Proving optimality of greedy algorithm

Question

Problem I came across is as follows:

We have n tasks with l_i and w_i being completion time and weight of task i. Come up with an algorithm that minimizes sum for all i of f_i * w_i where f_i is time when task i was finished. If for example some task i is scheduled first then f_i = t_i and if second then f_i = t_i + t_(first task).

I spent some time on this, I first thought that simply making the list of tasks by selecting tasks from highest weight to lowest weight will be good enough, but realized it's wrong, for example if we have 2 tasks:

1 task : w_i = 10, l_i = 100

2 task : w_i = 9, l_i = 1

if we selected the one with w_i 10 first then we would get 10*100 + 9*101 = 1909 but if we selected it second we would get 9*1 + 10*101 = 1019.

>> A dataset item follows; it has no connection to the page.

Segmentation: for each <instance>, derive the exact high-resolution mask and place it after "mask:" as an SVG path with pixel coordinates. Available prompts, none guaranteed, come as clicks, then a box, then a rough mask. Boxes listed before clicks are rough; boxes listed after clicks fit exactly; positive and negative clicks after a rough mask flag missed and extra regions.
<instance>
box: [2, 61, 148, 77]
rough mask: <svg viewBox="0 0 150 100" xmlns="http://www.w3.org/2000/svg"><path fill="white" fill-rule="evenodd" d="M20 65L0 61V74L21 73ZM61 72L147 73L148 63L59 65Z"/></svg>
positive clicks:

Now I think the optimal algo is the one that schedules tasks from highest ratio of w_i/l_i to the lowest, but I am not sure how to prove it. Could anyone help with it?

Answer 1

You are right the tasks should be scheduled according to decreasing order of w_i/L_i. Check the explanation of the proof of correctness given by Professor Tim Roughgarden Part 1 part 2

Answer 2

You should be able to show that if the tasks are not arranged as you suggest you can improve the schedule by swapping two adjacent tasks that are in the wrong order. If you subtract total weighted completion times for these two cases you should end up looking at an expression for the difference in the weighted completion times of something like

L1W1 + (L1 + L2)W2 - [L2W2 + (L2 + L1)W1] and finding that you gain by reversing the order if L1/W1 and L2/W2 compare in the wrong direction.